I meant to *add* to what I had said, not erase it. anyway, I figured out the word, it was violated.
 
Sorry, T, when I read Cowgirls post I was sorta shocked. Never would have guessed a reply like that going by her other posts. So, I replied without reading yours. I agree with it as well. And well put.
 
He's really quite the possesive/jealous type any you'd never guess this about him, but I think it might have actually turned him on. There are also several 'Loving Wives' stories on my history this morning.
 
sweetnpetite said:
He's really quite the possesive/jealous type any you'd never guess this about him, but I think it might have actually turned him on. There are also several 'Loving Wives' stories on my history this morning.

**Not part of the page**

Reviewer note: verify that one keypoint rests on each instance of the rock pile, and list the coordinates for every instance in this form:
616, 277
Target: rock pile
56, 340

So invite him in. Us guys will buy him a drink at ABs place and the girls will flirt with him and he'll be happy in no time. No more problem.

Just a thought.;)
 
Yah, I think Darnoel is right. I'll flirt with him and he'll see it's ok.

Debbie:heart:
 
I found out abt Lit from him. He isn't that interested in the boards. He reads what I post sometimes and has posted a few times, but lost interest quickly. I think he's just more of a reader than a poster.

And the girls can just stay away from him!!!

:eek: (OK, i admit it, I'm a jeoulous type too)
 
Thats ok if hes a good one you can be jealous. If hes not hes not worth getting jealous over. Do guys flirt with you here and do you flirt with them? I like to flirt I like sex more but flirting is fun if your not going to get fucked.

Debbie:heart:
 
Rideme Cowgirl said:
Thats ok if hes a good one you can be jealous. If hes not hes not worth getting jealous over. Do guys flirt with you here and do you flirt with them? I like to flirt I like sex more but flirting is fun if your not going to get fucked.

Debbie:heart:

good point, he is a good one. there's no real reason for me to be jealous. Guys do flirt with me some here, but I'm careful not to let it go very far. I flirt more with the girls, I know he doesn't mind that and they are less likely to take it too seriously and theres no worries about crossing any lines. He'd enjoy that all the more, lol.
 
Yea I like girls to but I like guys more cause I don't have to use things you know.